The assessment of the safety of the three drugs revealed that there were no severe AEs in all three treatment groups, indicating good tolerance of those three drugs in healthy Chinese subjects. Two Grade 3 AEs of hypertriglyceridemia were reported in two subjects (one in the BAT2206 group and the other in the EU ustekinumab group). They were considered drug related by the investigators, but long-term hospitalization or a high-fat diet outside the hospital cannot be ruled out because they may be the cause. A few TEAEs related to infection and infestations were also reported, such as upper respiratory tract infection, urinary tract infection, and body tinea. Incidences of those symptoms were lower than 5%. For example, there were a total of seven cases of upper respiratory tract infection, including two cases in the BAT2206 group, two cases in the ustekinumab (EU) group, and three cases in the ustekinumab (USA) group. The incidence of upper respiratory tract infection was 2.6%. Therefore, the incidences of TEAEs related to infection were considered low.

Because of coronavirus disease 2019, 47 subjects had 92 visits missing or out of the window from days 43 to 113. This was not considered a significant protocol deviation and did not affect the trial conclusion.
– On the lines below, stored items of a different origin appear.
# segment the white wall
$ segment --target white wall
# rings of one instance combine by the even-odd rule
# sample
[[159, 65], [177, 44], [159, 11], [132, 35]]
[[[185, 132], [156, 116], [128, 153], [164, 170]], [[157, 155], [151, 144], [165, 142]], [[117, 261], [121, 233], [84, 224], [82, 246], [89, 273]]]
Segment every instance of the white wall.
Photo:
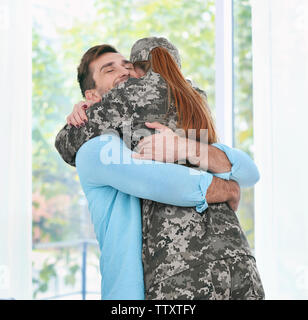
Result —
[[0, 1], [0, 298], [31, 298], [31, 1]]
[[308, 1], [252, 0], [255, 250], [268, 299], [308, 298]]

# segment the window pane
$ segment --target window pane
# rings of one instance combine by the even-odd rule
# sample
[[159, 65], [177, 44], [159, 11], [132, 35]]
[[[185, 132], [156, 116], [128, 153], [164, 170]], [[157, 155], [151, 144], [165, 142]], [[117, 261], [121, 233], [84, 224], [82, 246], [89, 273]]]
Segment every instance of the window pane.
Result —
[[[234, 14], [234, 147], [253, 158], [252, 40], [250, 0], [233, 0]], [[243, 189], [238, 210], [254, 248], [254, 188]]]

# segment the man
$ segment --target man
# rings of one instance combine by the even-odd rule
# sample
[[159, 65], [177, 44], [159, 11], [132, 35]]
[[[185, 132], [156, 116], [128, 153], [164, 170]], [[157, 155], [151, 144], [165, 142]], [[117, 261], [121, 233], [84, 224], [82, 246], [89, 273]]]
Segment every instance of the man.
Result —
[[[130, 76], [138, 77], [140, 75], [140, 71], [138, 72], [139, 74], [137, 74], [133, 70], [132, 64], [129, 61], [127, 61], [123, 56], [121, 56], [119, 53], [117, 53], [115, 50], [114, 51], [113, 50], [114, 50], [114, 48], [110, 48], [110, 46], [97, 46], [97, 47], [91, 48], [84, 55], [84, 57], [81, 61], [81, 64], [79, 66], [79, 69], [78, 69], [78, 80], [80, 83], [81, 91], [82, 91], [83, 95], [88, 100], [91, 100], [94, 102], [100, 101], [101, 95], [104, 95], [104, 97], [105, 97], [107, 93], [112, 96], [113, 93], [110, 93], [110, 89], [112, 89], [115, 86], [119, 86], [119, 84], [121, 84], [121, 83], [124, 83], [125, 81], [128, 80], [128, 78]], [[114, 98], [114, 103], [117, 103], [119, 98], [116, 98], [115, 96], [112, 96], [112, 97]], [[109, 98], [110, 98], [110, 96], [109, 96]], [[69, 117], [69, 119], [68, 119], [69, 121], [71, 121], [72, 124], [77, 124], [81, 120], [86, 121], [85, 114], [83, 114], [80, 106], [81, 106], [80, 104], [77, 105], [79, 112], [77, 112], [77, 114], [75, 113], [72, 117]], [[125, 114], [125, 111], [126, 111], [125, 106], [121, 105], [120, 111], [121, 111], [121, 108], [122, 108], [123, 114]], [[113, 123], [113, 124], [114, 123], [117, 124], [117, 122], [118, 122], [118, 127], [121, 128], [121, 123], [122, 123], [123, 118], [121, 118], [120, 114], [112, 114], [113, 110], [114, 109], [112, 109], [111, 107], [108, 108], [105, 106], [105, 109], [104, 109], [105, 119], [104, 120], [110, 121], [110, 123]], [[118, 112], [118, 110], [119, 109], [117, 109], [116, 112]], [[98, 110], [98, 111], [100, 111], [100, 110]], [[109, 111], [110, 111], [110, 114], [112, 115], [110, 117], [109, 117]], [[94, 113], [95, 113], [95, 111], [94, 111]], [[96, 112], [96, 118], [94, 115], [94, 122], [98, 121], [97, 114], [98, 114], [98, 112]], [[104, 126], [105, 126], [104, 129], [108, 129], [107, 121], [104, 121]], [[156, 126], [162, 128], [159, 124], [156, 124]], [[59, 135], [57, 137], [58, 144], [56, 143], [56, 145], [57, 145], [57, 148], [58, 148], [59, 152], [61, 153], [62, 157], [65, 159], [65, 161], [67, 161], [71, 165], [75, 165], [75, 159], [74, 159], [74, 156], [72, 156], [72, 155], [74, 155], [74, 152], [71, 152], [71, 151], [73, 151], [73, 149], [78, 150], [80, 148], [80, 146], [85, 141], [92, 138], [93, 132], [91, 130], [88, 130], [88, 128], [83, 130], [81, 133], [78, 132], [77, 136], [75, 136], [78, 138], [74, 140], [74, 146], [72, 146], [71, 141], [69, 140], [69, 136], [70, 136], [70, 133], [68, 133], [69, 130], [62, 131], [59, 133]], [[59, 141], [62, 141], [62, 142], [59, 143]], [[66, 143], [63, 143], [63, 141], [66, 141]], [[69, 152], [67, 152], [66, 150], [69, 150]], [[219, 150], [215, 147], [211, 148], [211, 146], [208, 146], [208, 151], [209, 151], [208, 152], [209, 161], [207, 164], [208, 164], [209, 171], [217, 172], [216, 168], [219, 168], [218, 173], [230, 171], [232, 165], [224, 152], [222, 152], [221, 150]], [[200, 159], [200, 160], [201, 160], [200, 162], [202, 162], [204, 159]], [[211, 167], [211, 164], [214, 164], [213, 167]], [[219, 165], [217, 166], [217, 164], [219, 164]], [[214, 166], [216, 168], [214, 168]], [[82, 181], [81, 181], [81, 183], [82, 183]], [[113, 230], [114, 234], [116, 234], [117, 231], [119, 232], [119, 230], [121, 228], [119, 228], [119, 226], [117, 226], [116, 228], [113, 228], [112, 226], [113, 225], [115, 226], [116, 223], [119, 223], [119, 221], [121, 221], [121, 219], [116, 218], [116, 216], [114, 214], [115, 211], [113, 210], [114, 206], [112, 208], [111, 204], [116, 203], [115, 197], [122, 197], [122, 196], [129, 197], [129, 201], [131, 204], [134, 202], [135, 199], [134, 199], [134, 197], [128, 196], [127, 194], [124, 195], [123, 193], [116, 192], [114, 189], [112, 190], [112, 188], [110, 188], [110, 187], [108, 188], [108, 186], [103, 186], [103, 187], [104, 187], [105, 193], [106, 193], [106, 190], [108, 189], [107, 193], [109, 193], [109, 198], [105, 197], [105, 200], [103, 202], [100, 202], [100, 199], [101, 199], [100, 197], [96, 197], [95, 201], [93, 198], [91, 200], [92, 200], [92, 203], [94, 203], [94, 202], [96, 203], [96, 208], [100, 207], [101, 210], [103, 208], [105, 210], [107, 210], [108, 214], [104, 214], [103, 220], [105, 220], [105, 221], [108, 220], [108, 224], [107, 224], [108, 231]], [[93, 193], [92, 193], [92, 195], [93, 195]], [[88, 195], [87, 195], [88, 200], [89, 200], [89, 197], [91, 197], [92, 195], [90, 194], [90, 192], [88, 193]], [[213, 177], [211, 180], [211, 183], [209, 184], [207, 192], [206, 192], [206, 200], [208, 203], [228, 201], [229, 204], [231, 206], [233, 206], [234, 209], [236, 209], [237, 205], [238, 205], [238, 201], [239, 201], [238, 185], [233, 181], [224, 181], [219, 178]], [[136, 202], [134, 202], [132, 205], [133, 206], [136, 205]], [[90, 212], [92, 214], [92, 212], [94, 212], [94, 211], [91, 211], [91, 208], [90, 208]], [[117, 214], [119, 214], [119, 212], [123, 213], [123, 208], [122, 208], [122, 211], [121, 210], [117, 211]], [[126, 227], [129, 226], [129, 224], [127, 224], [127, 223], [130, 221], [130, 219], [127, 216], [127, 211], [125, 212], [125, 215], [122, 215], [122, 218], [125, 219]], [[102, 251], [102, 253], [105, 254], [106, 248], [103, 248], [103, 246], [106, 244], [106, 241], [108, 241], [108, 235], [107, 235], [107, 231], [106, 231], [107, 228], [105, 226], [104, 227], [105, 229], [102, 230], [102, 228], [101, 228], [102, 218], [101, 218], [101, 216], [99, 217], [99, 214], [96, 216], [92, 215], [92, 220], [94, 222], [95, 228], [97, 226], [96, 234], [97, 234], [98, 240], [100, 242], [101, 251]], [[137, 226], [137, 227], [139, 227], [139, 226]], [[133, 229], [133, 227], [132, 227], [132, 229]], [[123, 230], [124, 229], [122, 229], [121, 231], [123, 232]], [[127, 231], [127, 228], [125, 231]], [[136, 229], [135, 229], [135, 231], [136, 231]], [[104, 233], [104, 234], [102, 234], [102, 233]], [[113, 234], [113, 236], [114, 236], [114, 234]], [[126, 234], [132, 235], [133, 233], [130, 233], [127, 231]], [[104, 241], [102, 241], [102, 239], [104, 239]], [[135, 238], [135, 240], [136, 240], [135, 242], [137, 243], [138, 239]], [[121, 242], [123, 244], [126, 244], [126, 248], [127, 248], [127, 241], [131, 241], [131, 237], [127, 237], [126, 241]], [[112, 242], [112, 240], [111, 240], [111, 242]], [[119, 241], [113, 242], [113, 245], [115, 245], [115, 243], [117, 244], [117, 248], [119, 248]], [[112, 245], [109, 246], [109, 248], [111, 248], [111, 247], [112, 247]], [[138, 247], [138, 245], [136, 247], [138, 248], [138, 250], [140, 250], [140, 247]], [[109, 254], [110, 254], [110, 252], [111, 252], [111, 250], [109, 250]], [[123, 255], [125, 256], [125, 253], [123, 253]], [[136, 257], [136, 254], [134, 255], [134, 257]], [[107, 290], [109, 290], [110, 292], [113, 289], [117, 291], [117, 293], [115, 293], [114, 295], [111, 294], [108, 296], [109, 293], [107, 293], [107, 295], [105, 295], [105, 298], [106, 297], [108, 298], [110, 296], [115, 297], [117, 299], [121, 299], [123, 297], [128, 298], [128, 299], [142, 298], [142, 297], [140, 297], [140, 294], [139, 295], [137, 294], [137, 296], [134, 297], [134, 294], [132, 291], [129, 292], [125, 289], [125, 286], [127, 285], [127, 281], [125, 279], [129, 278], [129, 272], [130, 272], [128, 270], [129, 268], [127, 269], [128, 264], [123, 263], [123, 261], [121, 263], [118, 263], [116, 258], [114, 258], [113, 263], [111, 263], [113, 258], [114, 258], [114, 256], [112, 256], [112, 254], [111, 254], [108, 257], [108, 259], [106, 259], [106, 258], [101, 259], [101, 268], [105, 267], [106, 264], [108, 264], [110, 268], [120, 266], [121, 268], [118, 268], [119, 273], [124, 273], [125, 276], [120, 275], [118, 277], [118, 279], [116, 279], [118, 281], [117, 288], [115, 288], [115, 286], [114, 286], [115, 281], [113, 281], [113, 284], [109, 284], [109, 285], [103, 284], [103, 281], [106, 281], [103, 276], [102, 290], [103, 290], [103, 287], [105, 287], [105, 288], [108, 288]], [[132, 260], [131, 260], [129, 262], [129, 264], [134, 265], [134, 262], [132, 262]], [[137, 273], [141, 272], [140, 264], [137, 268], [135, 268], [135, 271], [136, 270], [137, 270]], [[106, 268], [105, 268], [102, 271], [102, 275], [106, 274], [106, 273], [108, 273], [108, 270], [106, 270]], [[121, 280], [119, 280], [119, 279], [121, 279]], [[134, 286], [134, 284], [129, 284], [129, 285]], [[127, 288], [129, 287], [129, 285], [127, 286]], [[119, 290], [119, 288], [120, 288], [120, 290]], [[132, 287], [130, 287], [130, 289], [131, 288]], [[138, 285], [136, 286], [136, 292], [139, 290], [139, 293], [140, 293], [140, 288], [141, 288], [140, 283], [138, 283]], [[125, 293], [123, 294], [123, 292], [125, 292]], [[103, 294], [104, 294], [104, 292], [102, 292], [102, 296], [103, 296]], [[122, 296], [121, 296], [121, 294], [122, 294]]]

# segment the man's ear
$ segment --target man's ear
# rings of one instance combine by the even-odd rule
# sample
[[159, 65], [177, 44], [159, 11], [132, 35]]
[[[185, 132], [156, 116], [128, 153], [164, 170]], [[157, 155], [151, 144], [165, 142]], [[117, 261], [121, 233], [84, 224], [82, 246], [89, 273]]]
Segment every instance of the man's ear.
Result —
[[96, 89], [86, 90], [84, 94], [87, 100], [94, 101], [95, 103], [100, 102], [102, 100], [101, 95], [98, 93]]

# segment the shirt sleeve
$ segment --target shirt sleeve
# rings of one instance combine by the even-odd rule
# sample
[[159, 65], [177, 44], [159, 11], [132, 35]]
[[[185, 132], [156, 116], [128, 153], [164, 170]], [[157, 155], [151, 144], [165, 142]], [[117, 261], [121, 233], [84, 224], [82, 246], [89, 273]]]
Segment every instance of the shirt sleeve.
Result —
[[207, 207], [206, 192], [213, 175], [173, 163], [131, 157], [119, 136], [104, 134], [87, 141], [76, 156], [80, 180], [88, 187], [108, 185], [138, 198], [196, 207]]
[[251, 187], [259, 181], [259, 170], [247, 153], [220, 143], [214, 143], [212, 146], [225, 152], [232, 165], [231, 171], [214, 173], [214, 176], [225, 180], [234, 180], [240, 187]]

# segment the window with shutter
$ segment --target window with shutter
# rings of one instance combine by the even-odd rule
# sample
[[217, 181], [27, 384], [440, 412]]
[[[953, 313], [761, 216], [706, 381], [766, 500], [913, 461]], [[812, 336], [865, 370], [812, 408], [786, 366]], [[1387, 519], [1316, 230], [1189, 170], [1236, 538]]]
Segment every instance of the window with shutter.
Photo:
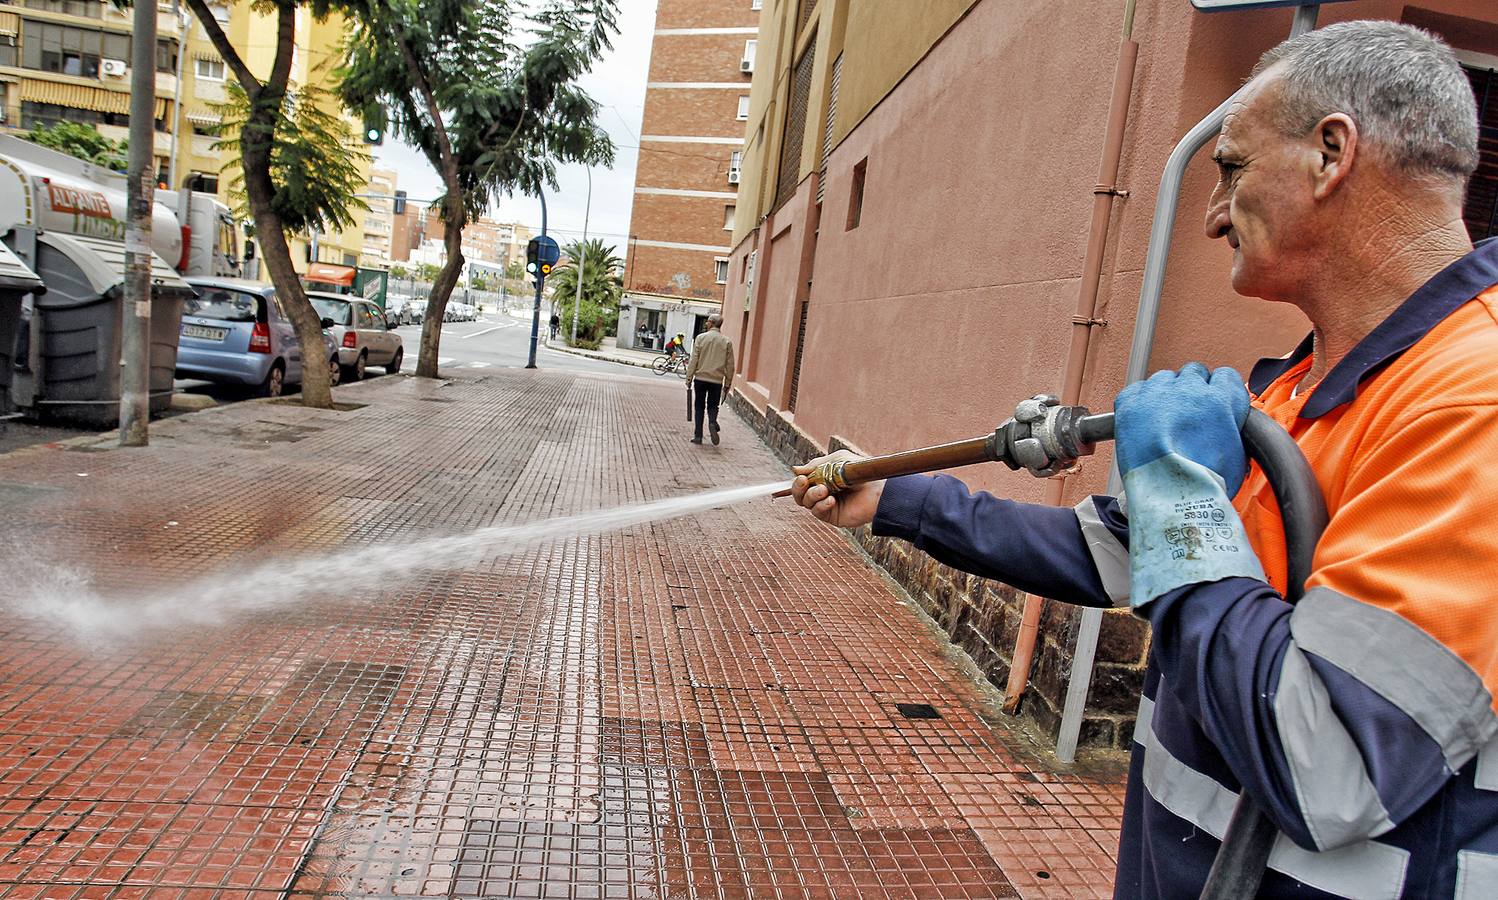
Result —
[[1472, 240], [1498, 235], [1498, 71], [1464, 66], [1477, 96], [1477, 171], [1462, 218]]
[[816, 54], [817, 39], [813, 36], [806, 45], [806, 52], [796, 61], [791, 102], [785, 111], [785, 128], [780, 140], [780, 172], [775, 183], [775, 209], [789, 202], [796, 194], [796, 185], [801, 183], [801, 144], [806, 137], [806, 108], [811, 100], [811, 71]]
One limitation of our study was that it only included male subjects. However, the PK differences between test drugs and reference drugs are better reflected by using a single sex to minimize the effects of physiological differences on the results. Additionally, because of the small sample size in each group and only a single dose used in this study for a short period of observation, the immunogenicity of the treatment with the corresponding drugs may not be fully detected. Therefore, the immunogenicity of BAT2206 and ustekinumab will be further evaluated in a subsequent comparison study of efficacy.

5 Conclusions

Our study confirmed the similar PK characteristics of a 45-mg single subcutaneous injection of BAT2206 in Chinese healthy subjects, compared with ustekinumab (EU or USA sourced). The incidence of ADA in the BAT2206 group was higher than those in the other two groups, whereas the incidences of positive NAb were similar among the three groups, and no significant influence of positive ADA on safety or pharmacokinetics was observed. The three groups had similar safety profiles, low immunogenicity, and all were well tolerated by the healthy Chinese male subjects, suggesting that BAT2206 is a high-potential biosimilar of ustekinumab in clinical application.